Internet is a main source of information in a Digital age. To find something, all you need to do is to type the corresponding term into the browser search box.
Each term has its own search history in the global internet. Popular words have rather large search history, while rarely used words have a modest one. This disparity reflects the real difference of people’s interests in society.
How about we apply this approach to the classical music, and find out how people’s interest changed in the Digital age?
It’s not widely known that Google makes it possible. The feature called Google Trends shows data of shift in people’s interest in particular term over a definite period of time.

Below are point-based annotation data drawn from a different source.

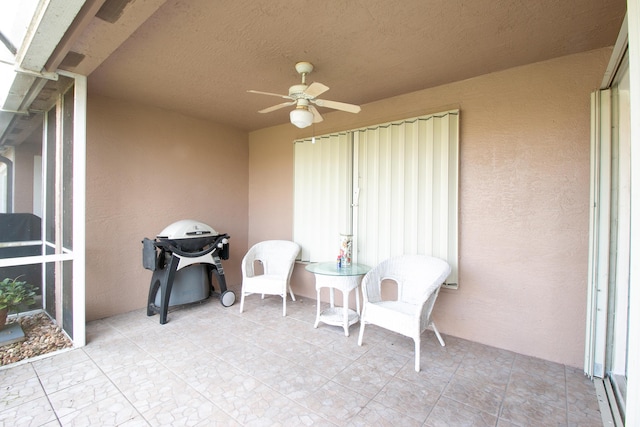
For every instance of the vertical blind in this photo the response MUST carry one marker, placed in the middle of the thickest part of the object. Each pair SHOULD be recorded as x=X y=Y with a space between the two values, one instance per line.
x=322 y=194
x=401 y=183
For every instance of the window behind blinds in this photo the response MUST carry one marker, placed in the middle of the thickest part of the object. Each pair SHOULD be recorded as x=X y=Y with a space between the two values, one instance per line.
x=322 y=194
x=393 y=186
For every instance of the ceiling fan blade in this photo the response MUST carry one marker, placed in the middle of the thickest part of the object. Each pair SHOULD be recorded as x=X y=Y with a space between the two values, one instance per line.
x=277 y=107
x=315 y=89
x=317 y=117
x=269 y=93
x=350 y=108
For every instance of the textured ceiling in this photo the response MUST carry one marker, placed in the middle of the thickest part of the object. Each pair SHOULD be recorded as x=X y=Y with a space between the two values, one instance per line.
x=199 y=57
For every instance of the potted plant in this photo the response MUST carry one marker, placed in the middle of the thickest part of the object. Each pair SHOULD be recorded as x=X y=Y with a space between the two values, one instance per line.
x=13 y=294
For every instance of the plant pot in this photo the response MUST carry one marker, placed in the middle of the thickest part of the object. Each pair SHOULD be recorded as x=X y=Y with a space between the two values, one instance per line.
x=3 y=317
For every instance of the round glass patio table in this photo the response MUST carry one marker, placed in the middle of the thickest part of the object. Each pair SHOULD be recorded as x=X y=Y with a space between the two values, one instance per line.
x=345 y=279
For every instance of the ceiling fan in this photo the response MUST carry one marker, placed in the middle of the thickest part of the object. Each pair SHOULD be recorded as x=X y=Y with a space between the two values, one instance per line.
x=304 y=97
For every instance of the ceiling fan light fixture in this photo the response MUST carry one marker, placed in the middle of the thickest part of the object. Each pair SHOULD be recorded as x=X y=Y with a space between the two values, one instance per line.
x=301 y=117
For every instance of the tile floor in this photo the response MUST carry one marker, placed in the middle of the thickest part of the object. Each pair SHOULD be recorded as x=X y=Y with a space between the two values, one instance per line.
x=211 y=365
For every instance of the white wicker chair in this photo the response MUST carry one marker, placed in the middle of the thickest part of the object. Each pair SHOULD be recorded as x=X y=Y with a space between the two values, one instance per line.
x=277 y=258
x=418 y=278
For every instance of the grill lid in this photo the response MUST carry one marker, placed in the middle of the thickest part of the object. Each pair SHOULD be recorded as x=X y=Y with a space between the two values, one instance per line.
x=186 y=229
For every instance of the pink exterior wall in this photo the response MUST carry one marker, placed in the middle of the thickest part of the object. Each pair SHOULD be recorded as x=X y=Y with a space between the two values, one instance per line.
x=147 y=168
x=524 y=200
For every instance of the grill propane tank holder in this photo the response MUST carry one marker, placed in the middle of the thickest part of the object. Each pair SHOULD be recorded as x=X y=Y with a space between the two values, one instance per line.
x=185 y=254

The maximum time period observed on Google Trends is from November 2004 to the present day, i.e. 13 years. Geographical options comprise both the global and the country-specific search.

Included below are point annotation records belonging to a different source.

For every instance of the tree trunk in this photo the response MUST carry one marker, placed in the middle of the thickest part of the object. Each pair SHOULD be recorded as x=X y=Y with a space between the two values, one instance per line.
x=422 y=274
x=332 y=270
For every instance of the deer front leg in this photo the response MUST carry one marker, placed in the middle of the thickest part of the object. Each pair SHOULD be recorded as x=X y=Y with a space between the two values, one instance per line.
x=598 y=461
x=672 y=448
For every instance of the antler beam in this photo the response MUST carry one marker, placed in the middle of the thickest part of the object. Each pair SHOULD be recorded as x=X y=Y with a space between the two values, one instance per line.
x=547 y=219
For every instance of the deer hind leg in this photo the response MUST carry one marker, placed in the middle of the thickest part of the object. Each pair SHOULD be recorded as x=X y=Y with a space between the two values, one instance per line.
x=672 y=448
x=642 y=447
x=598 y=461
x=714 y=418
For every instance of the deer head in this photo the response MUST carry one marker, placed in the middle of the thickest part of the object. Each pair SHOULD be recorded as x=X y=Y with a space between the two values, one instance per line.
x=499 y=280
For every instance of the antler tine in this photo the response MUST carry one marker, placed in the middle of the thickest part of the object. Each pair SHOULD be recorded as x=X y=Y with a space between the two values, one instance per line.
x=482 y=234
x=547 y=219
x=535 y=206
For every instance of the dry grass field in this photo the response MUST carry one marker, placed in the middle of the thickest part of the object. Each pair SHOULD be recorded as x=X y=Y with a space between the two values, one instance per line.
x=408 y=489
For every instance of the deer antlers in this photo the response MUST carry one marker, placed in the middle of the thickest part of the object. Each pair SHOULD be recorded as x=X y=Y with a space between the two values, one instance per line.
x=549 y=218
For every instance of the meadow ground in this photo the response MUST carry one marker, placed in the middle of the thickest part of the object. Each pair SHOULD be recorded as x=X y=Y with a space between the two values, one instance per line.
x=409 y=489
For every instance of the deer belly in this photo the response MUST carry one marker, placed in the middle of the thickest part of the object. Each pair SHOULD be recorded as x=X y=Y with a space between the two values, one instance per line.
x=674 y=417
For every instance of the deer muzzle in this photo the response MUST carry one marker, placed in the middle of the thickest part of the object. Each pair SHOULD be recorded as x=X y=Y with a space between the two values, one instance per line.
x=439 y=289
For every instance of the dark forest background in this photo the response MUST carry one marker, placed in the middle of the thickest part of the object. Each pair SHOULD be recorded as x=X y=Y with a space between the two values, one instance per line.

I turned to this service to examine how often people looked for “classical music” over the last 13 years.
The first what I noticed was the global four-fold decrease of the interest.
Country-specific option for selected Western countries returned basically the same result – the two- to four-fold decrease of the interest.
Austria and Germany showed the least decrease in the Western world, and actually the constancy of interest over the last decade.
Then I targeted non Western countries, Asia first of all.
Given that Asian musicians explicitly dominate in classical music in the 21 century, it was naturally to expect Asian countries to show more encouraging results.
To my surprise, Japan did not come up to these expectations - it showed approximately the two-hold decrease of the interest over the last 13 years.
The same did South Korea.
At last it was China that allowed me say “Eureka” - three- to four-hold increase over the last 5 years!
Moreover, China was the only country in the world which demonstrated clear increase in search activity for classical music.
It would be shortsighted to interpret these Google results too directly. Many factors concerning people’s interest in classical music are not reflected in this statistic. However, it should be considered as such. The positive dynamic in China and the negative dynamic in the majority of the other countries is an objective fact.
The next fact is the inquisitiveness about classical music in China - it originates either from the young and middle generations, since seniors are not active users of the internet.
This provides favourable atmosphere for the classical music in this country for the next decades. In addition, it increases chances be conveyed to the new generations as a cultural value.
Perhaps it is a wise cultural policy of Chinese government that caused this situation, or inherent Chinese musicality, or some other reasons. Anyway, it is quite obvious that China is emerging as a next global guardian of the Western classical music.
Congratulations to the people of Confucius!